# 586/595 New colors - Headfit for 595? Did I miss something?



## texass4 (Oct 13, 2005)

That recent post about the new 586 build (sweet ride BTW) and the CyclingNews feature on Thor's 595 got me thinking.

Did I miss some big LOOK announcements? Chas??

Is that headfit system only available for the Pros on the 595, or is it something coming down the pipe for the rest of us? What's the scoop on those gold pinstripes on the new frames.

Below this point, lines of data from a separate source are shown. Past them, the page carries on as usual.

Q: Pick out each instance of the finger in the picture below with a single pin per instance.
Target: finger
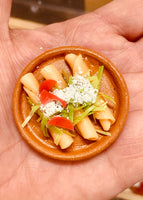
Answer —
(5, 8)
(125, 16)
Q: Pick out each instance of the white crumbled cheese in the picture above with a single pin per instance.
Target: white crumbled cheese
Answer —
(80, 91)
(51, 108)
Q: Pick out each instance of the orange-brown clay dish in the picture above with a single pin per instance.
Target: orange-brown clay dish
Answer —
(112, 84)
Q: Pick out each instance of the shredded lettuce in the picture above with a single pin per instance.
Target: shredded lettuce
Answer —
(70, 80)
(34, 108)
(99, 75)
(88, 111)
(103, 132)
(65, 76)
(44, 126)
(71, 111)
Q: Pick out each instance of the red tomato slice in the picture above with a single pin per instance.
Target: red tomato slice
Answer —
(46, 97)
(47, 85)
(61, 122)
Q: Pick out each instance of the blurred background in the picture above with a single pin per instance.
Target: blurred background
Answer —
(30, 14)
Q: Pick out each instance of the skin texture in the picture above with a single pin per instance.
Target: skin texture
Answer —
(115, 31)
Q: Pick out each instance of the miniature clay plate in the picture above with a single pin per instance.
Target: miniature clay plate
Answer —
(112, 84)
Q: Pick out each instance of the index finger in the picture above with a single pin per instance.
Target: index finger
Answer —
(5, 8)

All these new toys and colors...just when I thought my 585 was the perfect ride.


----------



## adlerburg (Feb 1, 2008)

I have that new threaded headset on my 586. I believe it's only available on the 586 presently, but Look is looking to move to it on their other bikes in the future.


----------



## il sogno (Jul 15, 2002)

I would love to have a Look in that color.


----------



## JayH (Jul 30, 2008)

Is the 586 Pro Team with gold trim a 2008 or 2009 model? Here is one with blue trim. Can anyone confirm?


----------



## chas (Aug 10, 2006)

Haha... I discovered the "new color" yesterday. Looks pretty sweet on the 09 595 Proteam too! I'm going to try to order one that way for myself.  

*[email protected]*


----------



## wuggabugga (Oct 3, 2005)

Whata sweet looking frame! I guess it's time to break out the CC and not tell the wife!


----------